Ö.P: Koalisyon dediniz. CHP hangi partilerle birlikte olmayı düşünüyor?

Ö.Ç: AKP’nin dışında herkesin!

Ö.P: MHP olacak mı?

Ö.Ç: Gelirse onlarla da varız. Her türlü millet…

Ö.P: Kılıçdaroğlu aday olacak mı? Yoksa Abdullah Gül ya da bir başkası mı aday yapılacak?

Ö.Ç: Cumhurbaşkanı adayı olmak ya da olmamak bizim çok temel sorunumuz değil. Siyasette önemli olan soru çalma işidir. Siyasetin erdemi de çoğunluğu aza katma işidir.
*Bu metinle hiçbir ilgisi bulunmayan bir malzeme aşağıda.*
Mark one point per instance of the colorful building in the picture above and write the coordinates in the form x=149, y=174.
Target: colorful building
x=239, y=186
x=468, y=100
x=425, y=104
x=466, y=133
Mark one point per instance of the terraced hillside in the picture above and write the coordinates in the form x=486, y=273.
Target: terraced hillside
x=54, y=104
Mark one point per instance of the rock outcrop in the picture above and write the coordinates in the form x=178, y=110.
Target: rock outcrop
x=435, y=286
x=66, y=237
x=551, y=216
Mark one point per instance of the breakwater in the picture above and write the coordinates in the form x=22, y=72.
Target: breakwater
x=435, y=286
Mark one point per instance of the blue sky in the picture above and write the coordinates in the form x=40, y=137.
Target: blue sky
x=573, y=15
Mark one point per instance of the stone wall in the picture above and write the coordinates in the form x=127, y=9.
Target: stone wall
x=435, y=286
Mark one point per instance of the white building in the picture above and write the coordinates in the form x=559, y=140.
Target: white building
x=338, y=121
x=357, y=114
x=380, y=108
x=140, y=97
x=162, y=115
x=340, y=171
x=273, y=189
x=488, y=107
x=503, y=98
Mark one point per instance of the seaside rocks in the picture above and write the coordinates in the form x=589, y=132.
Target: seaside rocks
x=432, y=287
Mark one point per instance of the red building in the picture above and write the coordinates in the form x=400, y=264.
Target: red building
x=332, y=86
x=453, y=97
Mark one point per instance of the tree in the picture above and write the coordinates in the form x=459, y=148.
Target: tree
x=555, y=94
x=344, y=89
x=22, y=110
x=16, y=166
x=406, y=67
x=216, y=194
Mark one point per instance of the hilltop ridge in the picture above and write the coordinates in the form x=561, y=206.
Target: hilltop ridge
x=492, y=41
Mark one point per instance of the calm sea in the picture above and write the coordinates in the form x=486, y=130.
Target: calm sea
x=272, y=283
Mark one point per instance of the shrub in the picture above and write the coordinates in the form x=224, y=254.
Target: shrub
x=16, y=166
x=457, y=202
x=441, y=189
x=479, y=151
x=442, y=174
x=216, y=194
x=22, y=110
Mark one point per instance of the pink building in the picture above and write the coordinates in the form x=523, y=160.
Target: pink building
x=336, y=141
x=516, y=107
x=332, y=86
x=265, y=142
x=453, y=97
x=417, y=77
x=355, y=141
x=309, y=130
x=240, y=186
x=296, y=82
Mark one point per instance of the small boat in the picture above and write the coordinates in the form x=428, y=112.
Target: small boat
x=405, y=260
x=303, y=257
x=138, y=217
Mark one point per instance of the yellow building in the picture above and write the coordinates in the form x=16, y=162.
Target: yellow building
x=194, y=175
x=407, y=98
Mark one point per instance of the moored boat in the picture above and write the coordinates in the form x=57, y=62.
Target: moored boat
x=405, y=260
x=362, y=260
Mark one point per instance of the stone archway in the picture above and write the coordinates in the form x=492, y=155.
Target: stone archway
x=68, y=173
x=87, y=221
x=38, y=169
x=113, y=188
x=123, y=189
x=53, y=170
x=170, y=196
Mesela HDP’liler, Kürtler son yerel seçimlerde hiçbir talepleri olmadan geldi, bütün canlarını CHP’nin adaylarına kattılar. İstanbul’u aldık. Ankara’yı aldık, Mersin’i aldık, Adana’yı aldık…Biz şimdi de AKP’nin haricindeki herkese, MHP dahil herkese, hatta yurtsever unsurlara da çağrı yapıyoruz: çoğumuzu, onları azına katmaya hazırız.
Anket yapacağız; aday kim olursa olsun… Kemal Bey neden aday olmasın? Ne eksiği var? Boyu biraz kısaysa ne eksiği var? Diploması var. Anket yaptık, Kemal Bey seçilemez durumda olduğu için seçilebilecek bir aday seçiyoruz. Bir aday vardı; Kimelettin mi, Ekmelettin mi (yanındaki birine soruyor)… Ekmelettin İhsanoğlu. On uda getirdiler, olmadı.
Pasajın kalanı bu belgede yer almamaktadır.